Dinge, so oder so

 

Die Dinge der Woche (19. Juli 2015)
 
Der Wahnsinn am Schuljahresende
 

   Die Sonne drückt wie ein weiches Kopfkissen auf die trockene Haut der Grossstädte. Die Menschen verspeisen Sommergerichte wie Ziegenkäse und Melonensalat, die reptiliengleich in den Verdauungstrakt kriechen - ein, zwei Drinks später stolpert das Gehirn hinterher. Und überall über all dem Trocknen und Dörren hängt eine nervöse Stimmung in der Luft, die sich vor allem in den Ghettos der Mittelschicht zu schraubstockartiger Beklemmung verdichtet. Es handelt sich um die typischen Symptome des Schuljahresende-Wahnsinns, der Deutschland im Juli mit voller Wucht erfasst.



   Durch die Schulhöfe dröhnen Lyrikfragmente, es wandern Igel, Schildkröten, Hasen und Cowboys durch die feindliche Schularchtektur, digital gebannt auf Hunderttausenden von Kamerachips. Flötengruppen senden verzweifelte Melodien in den geduldigen Sommerhimmel, wo sie sich mit dem aufsteigenden Bierdunst der Elternverpflegung vermählen. Kaum abgekühlt zieht die Eltern-Kinder-Karawane weiter zu den stickigen Mehrzweckhallen und Schul-Auditorien, wo Jazz, Chorgesang und klassisches Theater bejubelt werden.
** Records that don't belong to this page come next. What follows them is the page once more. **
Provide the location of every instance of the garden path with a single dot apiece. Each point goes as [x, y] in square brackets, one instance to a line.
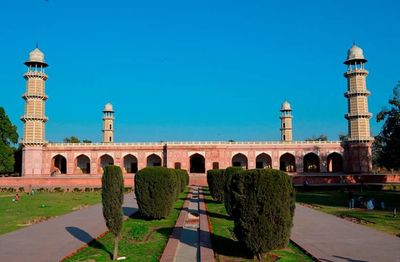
[329, 238]
[58, 237]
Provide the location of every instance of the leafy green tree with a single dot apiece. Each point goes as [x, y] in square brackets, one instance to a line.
[387, 143]
[8, 138]
[318, 138]
[263, 204]
[112, 196]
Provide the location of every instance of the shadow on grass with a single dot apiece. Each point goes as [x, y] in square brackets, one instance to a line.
[87, 239]
[216, 215]
[129, 211]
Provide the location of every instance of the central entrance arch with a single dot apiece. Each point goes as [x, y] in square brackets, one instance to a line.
[197, 164]
[311, 163]
[154, 160]
[59, 164]
[239, 160]
[287, 163]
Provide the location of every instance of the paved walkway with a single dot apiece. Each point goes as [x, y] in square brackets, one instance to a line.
[190, 239]
[329, 238]
[57, 238]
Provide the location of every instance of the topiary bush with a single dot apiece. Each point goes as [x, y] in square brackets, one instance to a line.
[112, 196]
[263, 208]
[184, 178]
[178, 182]
[216, 182]
[155, 190]
[227, 188]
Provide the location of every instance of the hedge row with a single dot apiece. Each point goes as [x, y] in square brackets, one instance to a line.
[216, 182]
[260, 201]
[157, 188]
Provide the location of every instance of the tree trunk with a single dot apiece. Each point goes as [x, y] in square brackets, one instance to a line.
[116, 241]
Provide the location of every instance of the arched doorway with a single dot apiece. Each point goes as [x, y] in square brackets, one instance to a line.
[263, 161]
[153, 160]
[106, 160]
[239, 160]
[335, 163]
[311, 163]
[59, 165]
[83, 163]
[130, 164]
[287, 163]
[197, 164]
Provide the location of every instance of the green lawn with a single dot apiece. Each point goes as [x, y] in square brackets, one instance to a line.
[142, 240]
[42, 206]
[336, 203]
[227, 248]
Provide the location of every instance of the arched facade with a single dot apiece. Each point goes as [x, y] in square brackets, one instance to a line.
[240, 160]
[335, 163]
[287, 163]
[59, 165]
[106, 160]
[311, 163]
[130, 164]
[263, 160]
[197, 164]
[83, 164]
[154, 160]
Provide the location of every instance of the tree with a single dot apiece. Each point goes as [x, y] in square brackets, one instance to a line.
[155, 190]
[263, 204]
[216, 183]
[112, 196]
[8, 138]
[318, 138]
[387, 143]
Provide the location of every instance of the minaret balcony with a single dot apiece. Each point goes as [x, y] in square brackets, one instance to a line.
[357, 71]
[357, 115]
[34, 118]
[30, 74]
[40, 96]
[32, 142]
[357, 93]
[360, 139]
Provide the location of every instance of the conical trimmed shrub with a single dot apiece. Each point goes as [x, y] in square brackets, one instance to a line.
[263, 208]
[155, 190]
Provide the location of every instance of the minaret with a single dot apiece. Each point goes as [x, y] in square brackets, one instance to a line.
[286, 122]
[358, 143]
[108, 124]
[34, 118]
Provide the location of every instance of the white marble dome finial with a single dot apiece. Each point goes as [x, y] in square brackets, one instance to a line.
[108, 108]
[286, 106]
[355, 53]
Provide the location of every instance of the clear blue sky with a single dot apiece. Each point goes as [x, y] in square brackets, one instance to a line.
[197, 70]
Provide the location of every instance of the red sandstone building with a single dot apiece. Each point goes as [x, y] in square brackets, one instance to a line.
[84, 161]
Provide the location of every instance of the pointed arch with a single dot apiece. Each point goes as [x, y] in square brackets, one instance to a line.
[311, 163]
[197, 163]
[130, 164]
[335, 162]
[83, 163]
[154, 160]
[263, 160]
[106, 160]
[287, 163]
[58, 164]
[240, 160]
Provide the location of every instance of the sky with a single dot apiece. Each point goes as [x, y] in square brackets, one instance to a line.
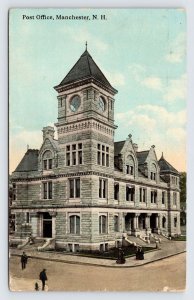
[142, 52]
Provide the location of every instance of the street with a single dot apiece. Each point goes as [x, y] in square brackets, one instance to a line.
[165, 275]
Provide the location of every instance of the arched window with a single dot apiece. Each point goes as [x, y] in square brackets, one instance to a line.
[174, 198]
[153, 171]
[116, 223]
[102, 224]
[164, 222]
[116, 191]
[74, 224]
[130, 165]
[47, 160]
[175, 222]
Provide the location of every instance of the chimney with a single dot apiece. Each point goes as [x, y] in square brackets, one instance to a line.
[135, 147]
[48, 131]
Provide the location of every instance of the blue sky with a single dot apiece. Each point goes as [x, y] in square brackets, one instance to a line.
[140, 51]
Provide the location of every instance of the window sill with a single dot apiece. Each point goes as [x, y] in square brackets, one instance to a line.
[74, 200]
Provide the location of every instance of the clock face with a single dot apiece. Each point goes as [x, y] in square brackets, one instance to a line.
[101, 104]
[75, 103]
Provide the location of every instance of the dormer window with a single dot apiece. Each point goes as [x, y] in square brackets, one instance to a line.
[130, 165]
[47, 160]
[153, 172]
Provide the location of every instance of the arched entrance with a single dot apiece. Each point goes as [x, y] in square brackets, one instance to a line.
[129, 222]
[153, 222]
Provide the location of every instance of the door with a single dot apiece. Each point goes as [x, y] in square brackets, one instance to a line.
[47, 225]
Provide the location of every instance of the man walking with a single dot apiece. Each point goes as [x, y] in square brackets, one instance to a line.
[24, 260]
[43, 278]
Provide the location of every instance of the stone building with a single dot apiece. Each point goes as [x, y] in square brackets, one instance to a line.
[85, 190]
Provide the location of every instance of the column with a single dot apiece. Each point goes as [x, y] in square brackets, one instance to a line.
[148, 221]
[137, 220]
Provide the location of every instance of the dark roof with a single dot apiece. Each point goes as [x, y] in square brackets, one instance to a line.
[166, 166]
[84, 68]
[141, 156]
[118, 147]
[29, 162]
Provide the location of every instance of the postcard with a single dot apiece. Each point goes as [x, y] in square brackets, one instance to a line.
[97, 116]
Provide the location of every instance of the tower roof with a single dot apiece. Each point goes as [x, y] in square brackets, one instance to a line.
[29, 162]
[85, 68]
[166, 166]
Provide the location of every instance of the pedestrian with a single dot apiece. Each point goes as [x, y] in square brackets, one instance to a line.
[24, 259]
[43, 278]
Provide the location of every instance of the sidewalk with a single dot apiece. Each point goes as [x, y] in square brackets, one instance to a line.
[167, 250]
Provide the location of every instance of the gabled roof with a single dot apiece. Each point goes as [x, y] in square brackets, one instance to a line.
[85, 68]
[118, 146]
[141, 156]
[29, 162]
[166, 166]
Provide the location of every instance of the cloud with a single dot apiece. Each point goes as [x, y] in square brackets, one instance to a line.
[177, 134]
[177, 49]
[154, 83]
[115, 78]
[163, 116]
[175, 89]
[83, 35]
[170, 89]
[137, 71]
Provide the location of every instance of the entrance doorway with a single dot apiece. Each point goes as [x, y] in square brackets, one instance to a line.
[47, 225]
[153, 222]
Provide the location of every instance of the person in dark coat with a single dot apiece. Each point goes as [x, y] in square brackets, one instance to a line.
[24, 259]
[43, 278]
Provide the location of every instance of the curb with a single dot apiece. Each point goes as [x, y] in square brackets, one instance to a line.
[105, 266]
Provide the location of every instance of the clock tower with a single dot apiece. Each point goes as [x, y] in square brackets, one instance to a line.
[86, 118]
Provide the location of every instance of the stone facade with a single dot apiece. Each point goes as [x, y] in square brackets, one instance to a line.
[84, 189]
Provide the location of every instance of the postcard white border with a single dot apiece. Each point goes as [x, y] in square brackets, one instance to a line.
[5, 5]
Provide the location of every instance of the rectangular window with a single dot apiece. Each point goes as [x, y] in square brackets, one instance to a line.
[102, 188]
[47, 190]
[98, 157]
[107, 160]
[68, 159]
[74, 188]
[50, 190]
[74, 224]
[27, 218]
[103, 159]
[163, 197]
[71, 184]
[153, 197]
[116, 191]
[77, 188]
[80, 157]
[127, 169]
[174, 198]
[50, 164]
[74, 158]
[130, 192]
[142, 195]
[45, 164]
[102, 224]
[74, 154]
[116, 223]
[103, 155]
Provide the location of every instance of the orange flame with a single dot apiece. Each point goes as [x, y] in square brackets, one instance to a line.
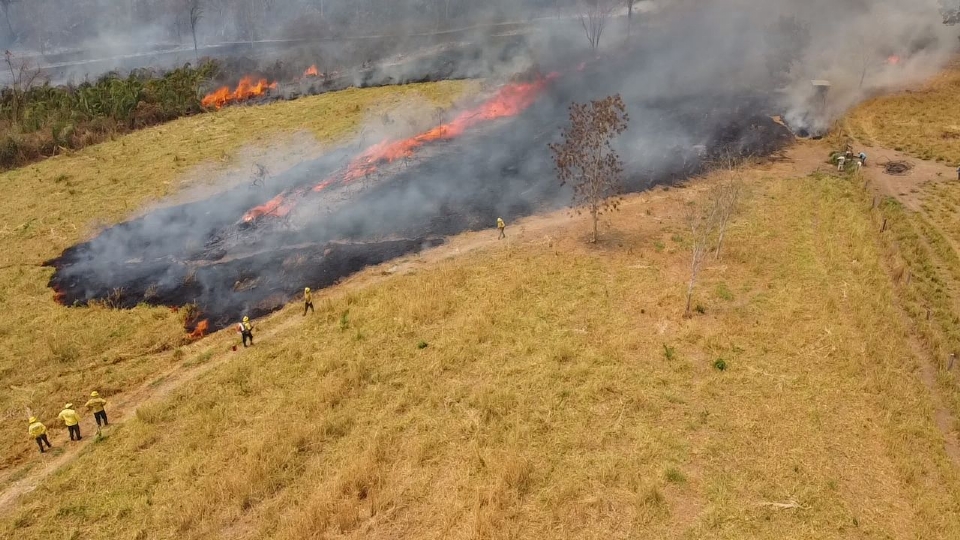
[510, 100]
[246, 89]
[200, 330]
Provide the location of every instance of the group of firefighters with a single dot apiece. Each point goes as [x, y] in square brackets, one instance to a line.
[844, 157]
[71, 419]
[847, 157]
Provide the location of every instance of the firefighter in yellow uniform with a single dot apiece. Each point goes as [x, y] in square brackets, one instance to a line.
[39, 433]
[72, 420]
[307, 301]
[246, 331]
[96, 405]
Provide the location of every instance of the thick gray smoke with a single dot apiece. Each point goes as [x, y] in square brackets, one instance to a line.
[701, 83]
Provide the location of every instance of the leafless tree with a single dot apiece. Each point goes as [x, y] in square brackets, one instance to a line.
[593, 19]
[702, 223]
[586, 158]
[726, 196]
[5, 7]
[196, 13]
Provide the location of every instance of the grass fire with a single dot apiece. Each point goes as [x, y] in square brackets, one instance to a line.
[391, 199]
[411, 271]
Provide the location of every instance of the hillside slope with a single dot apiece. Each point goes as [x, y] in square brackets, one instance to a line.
[541, 388]
[50, 355]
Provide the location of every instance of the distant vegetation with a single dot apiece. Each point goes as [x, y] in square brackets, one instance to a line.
[40, 120]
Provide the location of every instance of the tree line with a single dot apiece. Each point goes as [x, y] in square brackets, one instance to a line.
[49, 25]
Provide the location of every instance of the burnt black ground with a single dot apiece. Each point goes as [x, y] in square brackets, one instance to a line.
[202, 252]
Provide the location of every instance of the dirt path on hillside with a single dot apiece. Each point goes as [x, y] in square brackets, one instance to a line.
[801, 159]
[907, 187]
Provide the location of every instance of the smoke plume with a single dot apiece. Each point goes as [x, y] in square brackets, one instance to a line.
[701, 84]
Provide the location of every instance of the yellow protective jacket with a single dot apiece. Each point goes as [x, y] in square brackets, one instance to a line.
[70, 417]
[96, 404]
[37, 429]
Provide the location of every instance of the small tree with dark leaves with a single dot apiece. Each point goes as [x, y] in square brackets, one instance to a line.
[585, 157]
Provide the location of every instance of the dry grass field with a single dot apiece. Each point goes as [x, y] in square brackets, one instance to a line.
[543, 388]
[539, 387]
[50, 354]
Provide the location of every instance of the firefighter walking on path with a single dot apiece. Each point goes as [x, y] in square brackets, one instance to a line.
[72, 420]
[307, 301]
[246, 331]
[96, 405]
[39, 433]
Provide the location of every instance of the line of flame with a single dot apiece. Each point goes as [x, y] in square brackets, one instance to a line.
[509, 100]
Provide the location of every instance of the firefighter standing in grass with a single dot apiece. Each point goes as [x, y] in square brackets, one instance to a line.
[72, 420]
[39, 433]
[96, 404]
[246, 331]
[307, 301]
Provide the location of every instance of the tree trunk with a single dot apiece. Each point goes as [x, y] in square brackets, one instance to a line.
[6, 17]
[595, 214]
[196, 50]
[723, 230]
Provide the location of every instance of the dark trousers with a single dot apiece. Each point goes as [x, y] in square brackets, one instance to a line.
[41, 440]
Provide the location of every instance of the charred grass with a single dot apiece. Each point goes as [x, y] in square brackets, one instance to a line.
[923, 122]
[545, 405]
[50, 354]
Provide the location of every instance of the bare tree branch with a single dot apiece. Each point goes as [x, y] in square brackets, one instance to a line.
[593, 19]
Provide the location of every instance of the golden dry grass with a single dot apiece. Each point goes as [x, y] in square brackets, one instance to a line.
[924, 122]
[922, 248]
[50, 354]
[559, 394]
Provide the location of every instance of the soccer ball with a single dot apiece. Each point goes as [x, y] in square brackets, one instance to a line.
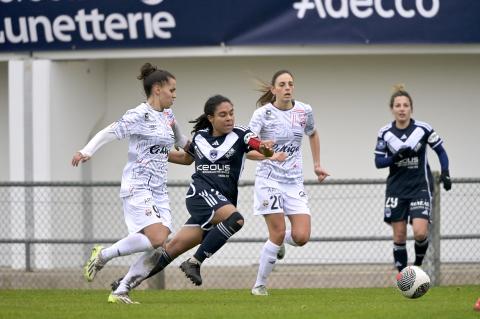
[413, 282]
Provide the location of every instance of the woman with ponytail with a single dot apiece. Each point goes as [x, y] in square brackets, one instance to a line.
[218, 147]
[279, 189]
[152, 132]
[402, 147]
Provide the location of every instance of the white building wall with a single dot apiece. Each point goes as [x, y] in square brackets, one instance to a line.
[78, 103]
[349, 95]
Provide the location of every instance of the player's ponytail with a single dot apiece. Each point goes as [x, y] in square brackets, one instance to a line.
[266, 89]
[399, 90]
[151, 75]
[209, 109]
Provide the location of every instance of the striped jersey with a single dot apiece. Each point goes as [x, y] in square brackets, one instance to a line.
[286, 129]
[150, 139]
[411, 176]
[219, 160]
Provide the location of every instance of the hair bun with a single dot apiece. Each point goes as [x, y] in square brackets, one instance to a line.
[400, 87]
[146, 70]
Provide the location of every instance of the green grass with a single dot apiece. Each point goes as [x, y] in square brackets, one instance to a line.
[385, 303]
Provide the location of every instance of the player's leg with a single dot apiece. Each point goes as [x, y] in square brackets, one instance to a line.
[295, 202]
[396, 215]
[227, 221]
[420, 219]
[400, 255]
[268, 256]
[268, 202]
[151, 263]
[135, 208]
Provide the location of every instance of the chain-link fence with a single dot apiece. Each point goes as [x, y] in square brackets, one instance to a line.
[48, 229]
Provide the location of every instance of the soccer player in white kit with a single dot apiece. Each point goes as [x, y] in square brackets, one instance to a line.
[152, 132]
[279, 189]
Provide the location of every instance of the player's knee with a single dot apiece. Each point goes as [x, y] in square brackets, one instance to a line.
[420, 236]
[234, 222]
[301, 239]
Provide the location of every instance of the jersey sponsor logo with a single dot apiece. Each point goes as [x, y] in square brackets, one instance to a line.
[420, 204]
[381, 145]
[433, 138]
[230, 153]
[391, 202]
[213, 168]
[290, 149]
[248, 136]
[388, 212]
[157, 149]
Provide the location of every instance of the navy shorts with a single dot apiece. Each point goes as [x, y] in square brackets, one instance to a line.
[398, 209]
[202, 202]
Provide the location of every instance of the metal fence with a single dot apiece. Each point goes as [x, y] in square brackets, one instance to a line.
[47, 230]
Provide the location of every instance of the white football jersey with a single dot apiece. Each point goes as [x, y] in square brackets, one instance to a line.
[150, 139]
[286, 128]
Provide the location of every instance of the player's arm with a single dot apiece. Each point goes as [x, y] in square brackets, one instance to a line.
[257, 156]
[179, 157]
[181, 141]
[445, 174]
[314, 140]
[101, 138]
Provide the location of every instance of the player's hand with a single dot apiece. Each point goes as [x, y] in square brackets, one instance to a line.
[321, 173]
[445, 178]
[403, 153]
[266, 148]
[279, 157]
[79, 158]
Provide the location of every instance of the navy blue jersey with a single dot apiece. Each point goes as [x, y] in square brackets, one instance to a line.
[410, 177]
[219, 160]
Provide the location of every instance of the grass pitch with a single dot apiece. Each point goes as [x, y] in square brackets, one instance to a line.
[438, 303]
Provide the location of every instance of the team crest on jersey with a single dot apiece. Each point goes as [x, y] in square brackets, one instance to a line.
[230, 153]
[213, 154]
[381, 145]
[221, 197]
[198, 153]
[433, 138]
[248, 136]
[269, 115]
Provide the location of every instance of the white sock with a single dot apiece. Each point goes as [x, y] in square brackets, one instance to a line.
[268, 257]
[133, 243]
[139, 271]
[288, 238]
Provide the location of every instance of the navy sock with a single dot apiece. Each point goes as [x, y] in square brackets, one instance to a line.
[400, 255]
[421, 247]
[163, 262]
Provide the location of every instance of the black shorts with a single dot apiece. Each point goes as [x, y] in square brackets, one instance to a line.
[398, 209]
[202, 202]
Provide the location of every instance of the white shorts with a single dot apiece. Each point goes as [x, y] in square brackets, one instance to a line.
[142, 209]
[272, 197]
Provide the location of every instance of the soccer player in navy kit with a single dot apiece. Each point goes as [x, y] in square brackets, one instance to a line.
[218, 148]
[402, 147]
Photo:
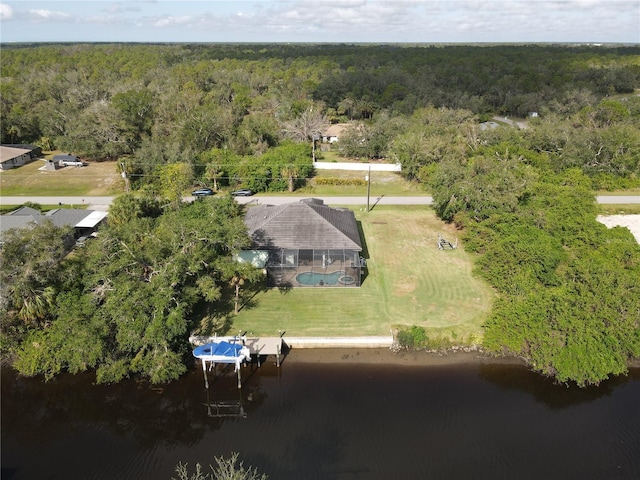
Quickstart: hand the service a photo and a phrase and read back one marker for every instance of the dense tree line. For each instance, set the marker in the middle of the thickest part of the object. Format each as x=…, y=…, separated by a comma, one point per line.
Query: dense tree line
x=568, y=298
x=152, y=105
x=177, y=115
x=125, y=303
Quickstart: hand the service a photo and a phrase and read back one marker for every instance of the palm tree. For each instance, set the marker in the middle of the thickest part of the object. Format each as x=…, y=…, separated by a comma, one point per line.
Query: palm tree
x=290, y=172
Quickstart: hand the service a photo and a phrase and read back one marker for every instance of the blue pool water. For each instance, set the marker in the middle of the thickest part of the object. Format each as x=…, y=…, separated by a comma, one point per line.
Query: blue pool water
x=314, y=278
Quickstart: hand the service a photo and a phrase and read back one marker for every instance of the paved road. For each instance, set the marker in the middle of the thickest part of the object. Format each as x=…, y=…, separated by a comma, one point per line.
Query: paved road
x=258, y=199
x=102, y=203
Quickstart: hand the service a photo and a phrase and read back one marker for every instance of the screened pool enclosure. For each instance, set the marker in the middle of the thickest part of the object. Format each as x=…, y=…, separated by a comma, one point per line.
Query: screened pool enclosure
x=314, y=268
x=307, y=244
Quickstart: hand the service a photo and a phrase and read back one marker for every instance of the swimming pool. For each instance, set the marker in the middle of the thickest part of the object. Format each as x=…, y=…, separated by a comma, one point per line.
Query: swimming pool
x=314, y=278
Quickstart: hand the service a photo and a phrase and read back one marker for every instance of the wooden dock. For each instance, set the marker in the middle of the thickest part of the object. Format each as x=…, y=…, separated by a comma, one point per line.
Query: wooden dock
x=258, y=346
   Flankiert wird all dies von den Grillabenden unzähliger Sportvereine, die die Atmosphäre zum Glühen bringen. Dort ernten verdiente Ehrenamtsträger Lob und beseelten Applaus für die Opferbereitschaft der vergangenen Saison. Am Ende solcher Tage fühlen sich die Besucher wie Bauern, die von der Feldarbeit zurückkehren.

   Doch die versöhnliche Stimmung des zu Ende gehenden Schuljahres kann nicht jene Angst überdecken, die die Eltern kurz vor Schuljahrsende im Würgegriff hält. Es geht um die Zeugnisse, die eisige Zwischenbilanz der Bildungskarriere. Schon eine mittelmässige Kopfnote gleicht im Milieu der Bildungsbürger einer persönlichen Niederlage. Sie signalisiert Abkehr vom akademischen Traum, verheisst schnöde Handarbeit, derbe Funktionskleidung mit Schraubenzieher oder Maurerkelle. Rutschen die Noten noch weiter ab, bauen sich vor den Eltern die gesichtslosen Wohnblocks der sozial deklassierten Schichten auf, richtig miese Zeugnisse signalisieren bauchfreie Tops, Tätowierungen und erfolglos ausgeübte Kleinkriminalität, am Ende der Notenskala kommt nur noch Unsagbares, lauert der Abgrund wie frühe Schwangerschaft, Computerverblödung, Griechenland ohne Sonne.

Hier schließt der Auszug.